Drug reformers suffer state and federal defeats
June 28, 2006
Josh Richman, ANG NewspapersDrug-reform advocates took a one-two punch as state lawmakers changed the treatment-not-jail sentencing law for drug users and the House nixed an amendment to halt federal pot raids in states with medical marijuana laws.
State lawmakers late Tuesday night approved changes to the drug-treatment law — passed as Proposition 36 by 61 percent of voters in November 2000 — so judges now will be able to impose two to five days of jail time to punish drug-use relapses during treatment.Opponents say this "flash incarceration" doesn't make treatment more effective and dilutes the law's original intent.
Ethan Nadelmann, executive director of the national Drug Policy Alliance which helped pass Proposition 36, said he supposes advocates were "naive" to believe evidence that the original law cut costs, reduced the prison population and improved lives would persuade lawmakers to let it alone.
"When push came to shove, the same law enforcement establishment that opposed Proposition 36 back in 2000 didn't let up," he said, vowing the law's advocates won't let up, either.
The changes approved Tuesday are "almost definitely unconstitutional" because they alter a voter-approved ballot measure without another popular vote, he said. "We are going to be in court on this issue. It ain't over yet."
Gov. Arnold Schwarzenegger predicated his Proposition 36 earmark in next year's state budget on these changes being made, so he'll almost surely sign the bill. The Drug Policy Alliance and other groups could sue by early next week, but the bill requires that it automatically be put on the ballot if a court strikes any part of it down.
On Wednesday, the House of Representatives voted 259-163 against a budget amendment introduced for the fourth consecutive year by Rep. Maurice Hinchey, D-N.Y., and Rep. Dana Rohrabacher, R-Huntington Beach, to bar use of federal funds to arrest and prosecute patients and providers in the 11 states, including California, with medical marijuana laws.
The amendment got two more votes Wednesday than it did last year, compared to 148 in 2004 and 152 in 2003 — progress, but still far short of the 218 it would need to pass.
"Basically, the Republicans managed to keep strong party discipline... They feel they can't break with the White House on this," Nadelmann said.
That is despite an unexpected show of support from Citizens Against Government Waste, a conservative fiscal watchdog group. The group issued a report Monday on the federal war on drugs, finding that "(in) this time of excessive waste and expanding deficits, Congress must start sending a signal that its priorities are in order."
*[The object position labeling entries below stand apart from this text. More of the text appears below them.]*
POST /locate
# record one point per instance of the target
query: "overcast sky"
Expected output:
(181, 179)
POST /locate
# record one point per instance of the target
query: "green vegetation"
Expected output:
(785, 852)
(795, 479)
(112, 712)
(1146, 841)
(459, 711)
Federal prosecution of medical marijuana use in states which have decided to allow it wastes "valuable resources and taxpayer dollars," the report said, urging the amendment's passage.
Marijuana Policy Project communications director Bruce Mirken said Wednesday advocates are "doing our best to see the glass as half full, knowing that this is an election year and politicians tend to run for cover in election years ... But it's still dismaying how out of touch Congress is with the public on this."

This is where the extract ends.